Mechanical Pulp. Effects of Pretreatment and Wood Source on Fiber Separation and Pulp Properties
The work presented in this thesis concerns the mechanical pulping process and the effects of wood source and pretreatment conditions on the pulp properties. In the first part, the deformation of Norway spruce (Picea abies) wood samples was investigated under shear and torsional loading at different temperatures (20-95°C) and sulfonation conditions. The shear strength and maximum torque decreased with increased temperature. The fiber separation was found to be of the transwall type when the deformation was performed at low temperatures (20-60°C). When high temperatures were combined with sulfonation, the fracture plane was transferred to the compound middle lamella region of the fiber wall, thus exposing a smoother wood surface.

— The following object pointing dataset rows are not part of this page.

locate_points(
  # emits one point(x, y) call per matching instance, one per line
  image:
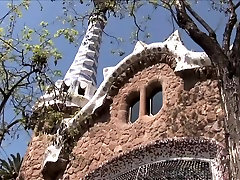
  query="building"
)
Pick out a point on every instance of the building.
point(156, 115)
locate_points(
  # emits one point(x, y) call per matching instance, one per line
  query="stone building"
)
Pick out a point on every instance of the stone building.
point(156, 115)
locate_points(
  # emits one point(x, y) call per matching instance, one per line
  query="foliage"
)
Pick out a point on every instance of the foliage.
point(9, 169)
point(25, 57)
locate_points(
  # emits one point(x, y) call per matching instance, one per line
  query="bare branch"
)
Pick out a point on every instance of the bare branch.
point(10, 45)
point(201, 21)
point(209, 44)
point(236, 44)
point(237, 5)
point(229, 27)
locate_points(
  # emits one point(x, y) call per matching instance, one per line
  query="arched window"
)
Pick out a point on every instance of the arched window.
point(133, 107)
point(154, 98)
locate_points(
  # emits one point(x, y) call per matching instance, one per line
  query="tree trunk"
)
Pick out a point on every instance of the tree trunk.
point(230, 99)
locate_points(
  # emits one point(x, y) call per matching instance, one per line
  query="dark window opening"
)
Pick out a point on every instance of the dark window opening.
point(134, 112)
point(81, 91)
point(133, 106)
point(154, 100)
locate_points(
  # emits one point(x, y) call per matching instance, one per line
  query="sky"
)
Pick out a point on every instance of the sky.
point(159, 28)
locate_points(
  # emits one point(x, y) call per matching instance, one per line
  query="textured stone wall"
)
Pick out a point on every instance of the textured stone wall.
point(33, 160)
point(191, 108)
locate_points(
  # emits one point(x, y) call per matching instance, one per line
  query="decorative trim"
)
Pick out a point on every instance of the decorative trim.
point(160, 150)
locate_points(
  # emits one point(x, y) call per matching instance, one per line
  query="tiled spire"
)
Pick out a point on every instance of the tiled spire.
point(81, 76)
point(80, 80)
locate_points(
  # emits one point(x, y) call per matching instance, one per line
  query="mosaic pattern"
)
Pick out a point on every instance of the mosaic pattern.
point(170, 170)
point(189, 155)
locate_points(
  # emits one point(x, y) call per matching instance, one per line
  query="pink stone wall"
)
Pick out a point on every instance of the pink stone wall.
point(187, 112)
point(33, 160)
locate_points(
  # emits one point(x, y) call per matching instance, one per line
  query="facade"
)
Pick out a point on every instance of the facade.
point(156, 115)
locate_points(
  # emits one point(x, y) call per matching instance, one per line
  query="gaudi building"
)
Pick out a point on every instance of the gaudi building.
point(156, 115)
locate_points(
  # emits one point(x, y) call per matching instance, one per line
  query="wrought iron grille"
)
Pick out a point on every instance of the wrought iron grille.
point(169, 170)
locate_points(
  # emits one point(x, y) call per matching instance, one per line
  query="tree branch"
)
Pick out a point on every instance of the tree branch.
point(229, 27)
point(236, 45)
point(5, 99)
point(201, 21)
point(208, 44)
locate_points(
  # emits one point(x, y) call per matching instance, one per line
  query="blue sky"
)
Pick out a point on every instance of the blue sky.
point(159, 27)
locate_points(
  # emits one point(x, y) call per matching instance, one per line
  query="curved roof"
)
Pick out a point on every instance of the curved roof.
point(183, 59)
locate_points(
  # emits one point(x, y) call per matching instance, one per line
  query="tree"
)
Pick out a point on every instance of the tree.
point(32, 58)
point(224, 57)
point(25, 55)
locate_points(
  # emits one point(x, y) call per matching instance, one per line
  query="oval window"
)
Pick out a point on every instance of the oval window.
point(154, 99)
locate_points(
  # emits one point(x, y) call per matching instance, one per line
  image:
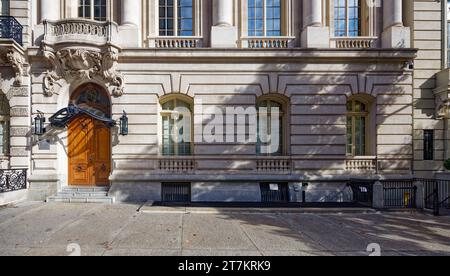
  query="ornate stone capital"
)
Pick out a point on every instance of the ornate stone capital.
point(71, 64)
point(15, 58)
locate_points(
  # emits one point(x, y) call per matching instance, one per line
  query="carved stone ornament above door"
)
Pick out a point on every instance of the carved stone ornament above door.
point(78, 64)
point(13, 57)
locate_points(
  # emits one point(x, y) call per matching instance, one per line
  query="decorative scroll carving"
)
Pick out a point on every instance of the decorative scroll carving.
point(83, 64)
point(16, 60)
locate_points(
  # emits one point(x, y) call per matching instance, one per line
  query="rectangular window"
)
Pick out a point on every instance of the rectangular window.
point(428, 145)
point(176, 17)
point(4, 7)
point(347, 18)
point(264, 18)
point(95, 11)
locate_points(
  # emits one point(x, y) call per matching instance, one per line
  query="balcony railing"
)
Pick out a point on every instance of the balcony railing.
point(176, 165)
point(13, 180)
point(10, 28)
point(362, 164)
point(177, 42)
point(80, 30)
point(274, 165)
point(353, 42)
point(281, 42)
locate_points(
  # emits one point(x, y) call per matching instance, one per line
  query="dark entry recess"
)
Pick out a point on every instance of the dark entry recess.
point(274, 192)
point(176, 192)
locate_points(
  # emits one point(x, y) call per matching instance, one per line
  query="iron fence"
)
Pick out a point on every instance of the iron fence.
point(13, 180)
point(437, 194)
point(11, 28)
point(362, 192)
point(399, 193)
point(176, 192)
point(274, 193)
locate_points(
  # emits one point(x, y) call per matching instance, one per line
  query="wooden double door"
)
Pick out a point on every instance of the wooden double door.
point(89, 152)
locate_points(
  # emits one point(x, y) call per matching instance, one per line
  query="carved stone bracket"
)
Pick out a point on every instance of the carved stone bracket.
point(13, 57)
point(71, 64)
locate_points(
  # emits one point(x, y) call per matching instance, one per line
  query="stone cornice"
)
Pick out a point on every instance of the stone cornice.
point(249, 55)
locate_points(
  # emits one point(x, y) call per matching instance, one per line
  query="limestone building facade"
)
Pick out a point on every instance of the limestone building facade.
point(355, 88)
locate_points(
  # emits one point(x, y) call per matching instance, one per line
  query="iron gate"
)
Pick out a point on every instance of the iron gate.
point(176, 192)
point(437, 195)
point(274, 192)
point(362, 192)
point(13, 180)
point(399, 194)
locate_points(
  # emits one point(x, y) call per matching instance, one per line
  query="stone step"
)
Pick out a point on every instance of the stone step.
point(85, 189)
point(83, 194)
point(101, 200)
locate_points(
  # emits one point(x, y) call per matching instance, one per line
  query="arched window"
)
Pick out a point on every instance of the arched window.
point(347, 17)
point(4, 7)
point(264, 18)
point(4, 126)
point(271, 127)
point(357, 128)
point(177, 119)
point(92, 9)
point(176, 17)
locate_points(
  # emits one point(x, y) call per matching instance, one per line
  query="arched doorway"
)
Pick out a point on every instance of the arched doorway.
point(89, 139)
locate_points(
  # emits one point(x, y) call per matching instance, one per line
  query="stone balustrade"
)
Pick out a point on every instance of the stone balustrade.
point(353, 42)
point(267, 42)
point(274, 165)
point(178, 42)
point(361, 164)
point(176, 165)
point(79, 31)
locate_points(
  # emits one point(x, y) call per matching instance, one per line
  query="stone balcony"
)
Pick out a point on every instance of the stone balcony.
point(359, 42)
point(175, 42)
point(282, 42)
point(11, 49)
point(80, 31)
point(361, 165)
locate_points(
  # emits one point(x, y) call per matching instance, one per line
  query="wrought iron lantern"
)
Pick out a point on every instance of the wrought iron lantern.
point(124, 124)
point(39, 124)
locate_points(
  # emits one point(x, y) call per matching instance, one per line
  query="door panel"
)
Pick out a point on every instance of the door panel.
point(89, 152)
point(102, 153)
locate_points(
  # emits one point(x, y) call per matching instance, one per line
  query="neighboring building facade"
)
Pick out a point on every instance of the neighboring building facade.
point(335, 77)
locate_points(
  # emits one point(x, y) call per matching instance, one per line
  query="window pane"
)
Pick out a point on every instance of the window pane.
point(166, 18)
point(4, 7)
point(185, 17)
point(176, 138)
point(428, 145)
point(347, 18)
point(264, 127)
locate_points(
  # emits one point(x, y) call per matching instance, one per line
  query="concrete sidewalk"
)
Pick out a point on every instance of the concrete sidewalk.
point(48, 229)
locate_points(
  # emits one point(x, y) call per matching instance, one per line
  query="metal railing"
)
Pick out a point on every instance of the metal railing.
point(437, 194)
point(399, 193)
point(13, 180)
point(11, 28)
point(362, 192)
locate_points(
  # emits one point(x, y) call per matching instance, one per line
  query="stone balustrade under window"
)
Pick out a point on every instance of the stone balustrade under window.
point(365, 164)
point(267, 42)
point(353, 42)
point(176, 42)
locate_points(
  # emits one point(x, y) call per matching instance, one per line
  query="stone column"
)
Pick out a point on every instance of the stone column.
point(395, 34)
point(223, 32)
point(130, 28)
point(50, 10)
point(314, 34)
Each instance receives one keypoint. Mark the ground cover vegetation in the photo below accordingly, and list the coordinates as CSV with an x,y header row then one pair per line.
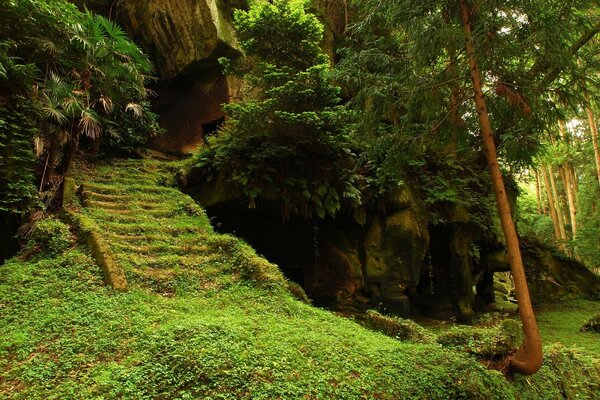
x,y
203,316
68,79
218,321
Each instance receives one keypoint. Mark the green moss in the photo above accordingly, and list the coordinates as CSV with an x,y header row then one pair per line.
x,y
592,325
398,328
205,317
483,342
51,236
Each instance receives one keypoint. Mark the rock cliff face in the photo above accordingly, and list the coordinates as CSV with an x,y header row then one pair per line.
x,y
182,37
185,39
397,261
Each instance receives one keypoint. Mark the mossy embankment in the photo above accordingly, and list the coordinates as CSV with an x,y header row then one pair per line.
x,y
204,318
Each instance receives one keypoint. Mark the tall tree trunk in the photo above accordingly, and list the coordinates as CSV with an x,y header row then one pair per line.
x,y
538,197
574,182
528,359
557,207
565,175
594,131
553,215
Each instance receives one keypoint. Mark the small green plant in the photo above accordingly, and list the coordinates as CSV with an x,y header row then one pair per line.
x,y
592,325
50,236
284,142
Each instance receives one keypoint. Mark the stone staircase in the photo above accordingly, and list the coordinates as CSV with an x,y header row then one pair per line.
x,y
157,236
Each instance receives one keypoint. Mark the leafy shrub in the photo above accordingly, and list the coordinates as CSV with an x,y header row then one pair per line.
x,y
68,79
592,325
50,236
398,328
483,342
283,142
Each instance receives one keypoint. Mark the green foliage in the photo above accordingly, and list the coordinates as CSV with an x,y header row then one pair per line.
x,y
587,242
592,325
398,328
404,65
283,142
68,79
50,236
17,191
531,223
483,342
227,334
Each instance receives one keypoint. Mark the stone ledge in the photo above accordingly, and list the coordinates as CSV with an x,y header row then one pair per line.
x,y
88,232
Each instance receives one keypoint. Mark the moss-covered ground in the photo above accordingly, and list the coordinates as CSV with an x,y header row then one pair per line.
x,y
205,318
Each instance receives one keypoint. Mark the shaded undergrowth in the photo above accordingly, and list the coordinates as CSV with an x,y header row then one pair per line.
x,y
205,317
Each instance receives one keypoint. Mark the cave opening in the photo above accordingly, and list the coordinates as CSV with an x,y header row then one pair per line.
x,y
211,128
289,244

The effect of pretreating of wood chips intended for CTMP production was studied in a pilot plant equipped with a plug screw press. Sulfonation before mechanical deformation of the chips in the screw press gave a more selective initial fiber separation in the deformed chips compared with the case where chips were allowed to pass through the screw press without prior sulfonation. The long fiber content and the energy consumption required to reach comparable freeness values were higher for the pulp produced from chips that were sulfonated before mechanical deformation in the screw press. The tear strength at constant energy consumption was also higher for this pulp, whereas the tensile strength was lower.

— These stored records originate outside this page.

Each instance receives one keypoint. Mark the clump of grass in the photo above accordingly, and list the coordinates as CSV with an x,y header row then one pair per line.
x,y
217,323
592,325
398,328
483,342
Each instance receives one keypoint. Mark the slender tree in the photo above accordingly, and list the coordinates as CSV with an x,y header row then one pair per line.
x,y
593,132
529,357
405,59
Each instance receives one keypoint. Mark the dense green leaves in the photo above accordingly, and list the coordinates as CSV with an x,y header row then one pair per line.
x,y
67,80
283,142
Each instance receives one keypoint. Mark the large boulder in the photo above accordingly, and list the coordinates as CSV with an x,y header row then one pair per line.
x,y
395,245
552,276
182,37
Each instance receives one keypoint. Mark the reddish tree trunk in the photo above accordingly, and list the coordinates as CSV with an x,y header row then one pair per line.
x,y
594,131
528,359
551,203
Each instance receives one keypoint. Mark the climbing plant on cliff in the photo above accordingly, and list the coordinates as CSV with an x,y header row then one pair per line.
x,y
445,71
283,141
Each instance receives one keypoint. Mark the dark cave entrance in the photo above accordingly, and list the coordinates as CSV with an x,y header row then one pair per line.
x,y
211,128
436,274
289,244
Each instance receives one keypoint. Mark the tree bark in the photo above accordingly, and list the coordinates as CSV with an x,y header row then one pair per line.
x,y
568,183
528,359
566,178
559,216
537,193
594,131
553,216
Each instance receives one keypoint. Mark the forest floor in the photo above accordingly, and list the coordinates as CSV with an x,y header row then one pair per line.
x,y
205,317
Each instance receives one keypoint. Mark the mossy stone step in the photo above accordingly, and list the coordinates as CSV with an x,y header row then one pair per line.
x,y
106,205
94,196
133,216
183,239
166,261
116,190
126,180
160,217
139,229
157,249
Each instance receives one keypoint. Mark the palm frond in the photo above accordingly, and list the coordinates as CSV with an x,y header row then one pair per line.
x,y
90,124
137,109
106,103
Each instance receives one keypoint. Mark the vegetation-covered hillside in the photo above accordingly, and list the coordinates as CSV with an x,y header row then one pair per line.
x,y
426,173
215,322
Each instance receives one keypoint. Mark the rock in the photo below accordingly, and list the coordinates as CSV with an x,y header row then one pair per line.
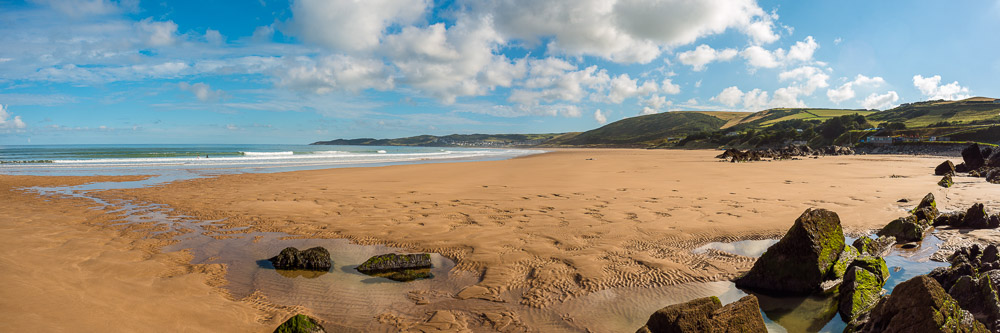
x,y
904,229
976,217
843,262
945,168
316,259
920,305
946,181
973,156
800,261
707,315
862,286
300,324
979,297
398,267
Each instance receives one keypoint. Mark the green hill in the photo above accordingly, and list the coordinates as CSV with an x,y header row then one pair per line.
x,y
646,130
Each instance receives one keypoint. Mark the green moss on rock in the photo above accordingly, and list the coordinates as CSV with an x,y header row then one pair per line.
x,y
299,324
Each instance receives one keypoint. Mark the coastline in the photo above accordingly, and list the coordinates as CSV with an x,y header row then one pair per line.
x,y
536,231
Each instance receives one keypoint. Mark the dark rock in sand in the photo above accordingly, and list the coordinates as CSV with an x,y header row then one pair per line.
x,y
945,168
946,181
300,324
976,217
800,261
904,229
707,315
973,156
395,262
862,286
316,259
920,305
875,247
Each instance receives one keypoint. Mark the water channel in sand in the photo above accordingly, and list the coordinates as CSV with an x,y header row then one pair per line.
x,y
349,301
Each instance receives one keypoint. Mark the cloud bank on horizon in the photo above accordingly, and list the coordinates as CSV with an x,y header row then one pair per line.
x,y
311,69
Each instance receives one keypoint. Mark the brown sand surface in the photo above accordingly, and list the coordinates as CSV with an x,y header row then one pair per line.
x,y
546,231
66,269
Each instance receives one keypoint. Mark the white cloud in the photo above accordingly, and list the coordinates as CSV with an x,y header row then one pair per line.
x,y
846,90
601,119
9,121
350,25
158,34
807,78
703,55
203,91
932,89
730,96
884,101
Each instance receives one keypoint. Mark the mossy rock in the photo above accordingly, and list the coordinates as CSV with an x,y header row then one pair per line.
x,y
801,260
300,324
919,305
946,181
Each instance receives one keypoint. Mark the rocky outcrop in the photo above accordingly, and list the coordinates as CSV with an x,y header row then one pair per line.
x,y
946,181
862,286
316,259
919,305
945,168
801,260
875,247
707,315
300,324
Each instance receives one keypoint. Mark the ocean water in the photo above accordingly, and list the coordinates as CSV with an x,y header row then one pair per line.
x,y
204,160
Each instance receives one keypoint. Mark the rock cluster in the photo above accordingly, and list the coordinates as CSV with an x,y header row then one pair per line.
x,y
707,315
300,324
971,280
977,161
316,259
911,228
787,152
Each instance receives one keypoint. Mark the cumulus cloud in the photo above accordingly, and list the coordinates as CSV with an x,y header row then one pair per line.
x,y
883,101
601,119
703,55
349,25
932,88
9,121
203,92
846,90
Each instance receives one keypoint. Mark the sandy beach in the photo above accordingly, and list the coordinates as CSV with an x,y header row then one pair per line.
x,y
531,236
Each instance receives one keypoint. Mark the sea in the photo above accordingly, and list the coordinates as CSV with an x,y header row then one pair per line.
x,y
214,159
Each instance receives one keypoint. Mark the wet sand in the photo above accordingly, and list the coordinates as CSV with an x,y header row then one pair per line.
x,y
540,241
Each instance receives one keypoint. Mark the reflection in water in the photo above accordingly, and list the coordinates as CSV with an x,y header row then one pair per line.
x,y
405,275
801,314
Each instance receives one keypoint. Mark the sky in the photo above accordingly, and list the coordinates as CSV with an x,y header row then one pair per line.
x,y
188,72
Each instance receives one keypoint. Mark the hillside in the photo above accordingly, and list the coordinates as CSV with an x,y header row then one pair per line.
x,y
647,130
923,114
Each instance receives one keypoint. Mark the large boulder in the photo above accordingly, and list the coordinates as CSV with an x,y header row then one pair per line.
x,y
707,315
875,247
800,261
315,259
920,305
976,217
862,286
904,229
945,168
300,324
973,157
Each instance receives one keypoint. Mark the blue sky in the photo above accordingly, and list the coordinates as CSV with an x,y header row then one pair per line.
x,y
133,71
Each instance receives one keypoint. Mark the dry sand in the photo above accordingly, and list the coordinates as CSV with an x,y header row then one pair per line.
x,y
537,234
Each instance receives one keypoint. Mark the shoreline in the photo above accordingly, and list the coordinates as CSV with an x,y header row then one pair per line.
x,y
639,250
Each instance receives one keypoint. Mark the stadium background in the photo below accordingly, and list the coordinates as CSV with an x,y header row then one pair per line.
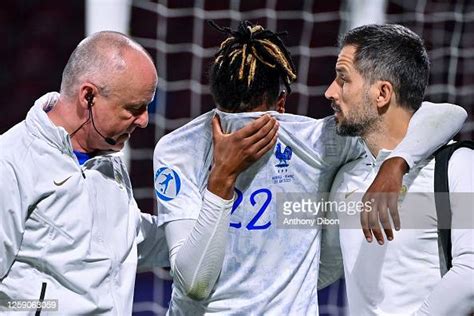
x,y
38,36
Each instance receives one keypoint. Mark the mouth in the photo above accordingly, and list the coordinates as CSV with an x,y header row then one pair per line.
x,y
335,108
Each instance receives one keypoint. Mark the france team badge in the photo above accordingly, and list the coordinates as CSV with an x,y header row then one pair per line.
x,y
167,184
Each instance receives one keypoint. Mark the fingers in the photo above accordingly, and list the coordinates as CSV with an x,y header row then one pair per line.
x,y
384,218
374,224
393,207
270,145
216,127
264,137
364,222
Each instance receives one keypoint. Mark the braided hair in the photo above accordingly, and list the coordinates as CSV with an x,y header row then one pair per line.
x,y
249,67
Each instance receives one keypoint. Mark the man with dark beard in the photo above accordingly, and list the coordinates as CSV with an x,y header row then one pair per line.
x,y
381,75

Sulfonation of fibers, followed by polyelectrolyte adsorption analysis, was found to be an excellent method for determining surface lignin concentration. The wood raw material was shown to have an influence on the thermomechanical pulp quality: pulps from forest grown loblolly pine (Pinus taeda) (+30 years old) had a slightly lower bonded area at a given total surface area than pulps prepared from plantation grown loblolly pine (15 years old) containing a higher percentage of juvenile wood. This was consistent with the higher surface lignin concentration found for the pulps prepared from the forest grown wood.